As readers, every decision that we make about what book to read is simultaneously a decision to not read another book. As the years pass in a reading life, the idea that there are going to be many books left unread takes on a fresh importance, urgency even. Increasingly, I want to choose the writers who are more concerned with storytelling than quarrelling, as Lorde describes it here:

“So instead of joining together to fight for more, we quarrel between ourselves for a larger slice of the one pie. Black women fight between ourselves over men, instead of pursuing and using who we are and our strengths for lasting change; Black women and men fight between ourselves over who has more of a right to freedom, instead of seeing each other’s struggles as part of our own and vital to our common goals; Black and white women fight between ourselves over who is the more pressed, instead of seeing those areas in which our causes are the same. (Of course, this last separation is worsened by the intransigent racism that white women too often fail to, or cannot, address in themselves.)”

Which brings me to another quotation, this time from Leon Forrest (Conversations with Leon Forrest):

“I want to look at the work. I don’t care if its white or black. I don’t agree that ‘If you’re white, you can’t write’. I want to see what they can do. I also don’t believe that because I am a man, I can’t write about women. I had better quit writing, if I can’t write about women. Why can’t women write about men? It’s talent that’s important.”

The current conversations about who has the right to tell stories are not current concerns but enduring concerns. And, just as Lorde’s essay underscores, flipping to the author photo on a book’s dust jacket isn’t a short-cut to determining whether a work is more about the telling or the quarreling.

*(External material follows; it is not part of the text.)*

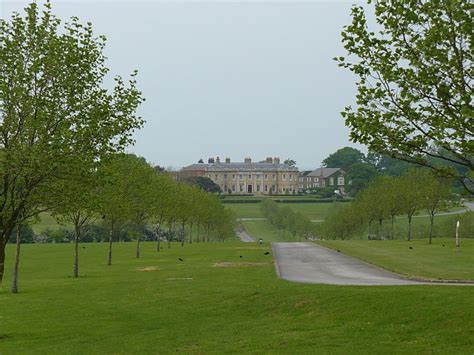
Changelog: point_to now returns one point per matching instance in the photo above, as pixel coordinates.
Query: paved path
(244, 237)
(310, 263)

This is what came to the fore, when I ruminated on the ideas in this short essay, but my thoughts could have coalesced around issues of gender and sex and the specific barriers for which Lorde’s essay is named.

Originally quotations from Adrienne Rich and Gerda Lerner anchored that intention, when I first began to write this post, but that’s one of the reasons that I love rereading these essays. They are preoccupied with core ideas that make you think and rethink.

Isn’t that the mark of a transformative read? When you finish Lorde’s essay, you fully comprehend the barriers she is discussing. When you continue to think about her essay, you recognise how it reverberates in your everyday life and your ever-evolving understanding of the world.